Claro que compreendo que, saírem do mundo dos concertos em S Carlos, das”vernissages” de pintura, dos restaurantes de prestígio e uma estrela Michelin, é duro.

Mas não foi isso que os senhores juízes arguiram. Foi o “desprestígio”.

Eu, fazerem-me sair de casa para outra função foi coisa que nunca me agradou. Recusei dois cargos bem pagos em Lisboa por razões oblíquas, perdia as minhas noites de bridge, outras tantas de conversa com amigos e tinha de levar atrás de mim uma biblioteca que na altura já passava dos 5.000 volumes. Recusei, para espano dos meus convidantes. “V. gosta assim tanto de tripas?” Respondi que nunca comera tal coisa e que não ia começar, nem francesinhas, arroz de sarrabulho ou polvo de qualquer maneira.

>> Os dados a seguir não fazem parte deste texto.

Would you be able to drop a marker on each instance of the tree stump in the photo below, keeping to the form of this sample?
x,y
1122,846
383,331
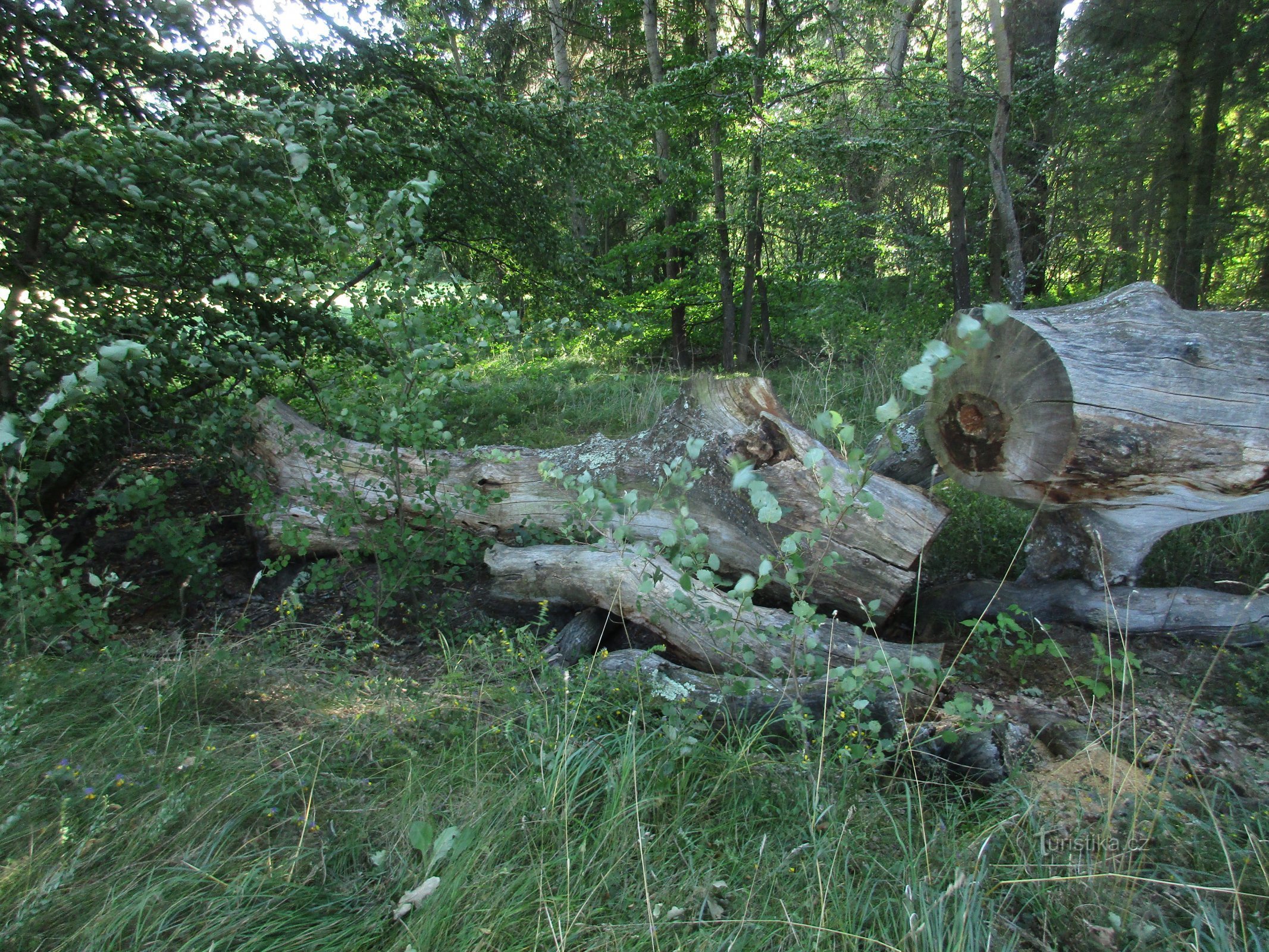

E mais, que nem sequer apreciava especialmente o Porto onde arribei por acaso, amor ardente, erros meus e pouca fortuna. 

Se me vem o euro-milhões talvez arranje um coté (ou uma suite num hotel que é mais prático) em Lisboa, não pelo prestígio mas pelos alfarrabistas e pelo par de amigos que lá me resta. E arranjarei, por aqui, uma casa com jardim e biblioteca onde caibam os 25000 volumes actuais e os que hão continuar a pingar. Com dinheiro há de haver alguém para me catalogar informaticamente a livralhada que aliás está toda identificada, fichada, e numerada. Um motorista e uma secretária para tudo o que me chateia.

A minha imaginação de ricaço dá para pouco mais. É que eu sou um provincial que adora desprestigiar-se, sobretudo se não tiver que encontrar juízes de nariz empinado. E menos ainda o que se sente, mesmo suspenso, acima do polícia que não lhe deu a justiceira xulipada que a ofensa pedia. 

E diria aos senhores juízes do TC A instituição prestigia-se ou não consoante a boa decisão sobre o que lhe é submetido. Pouco importa o sítio, o palácio  ou um rés do chão esquerdo traseiras para onde a sede da instituição pode ser transferida.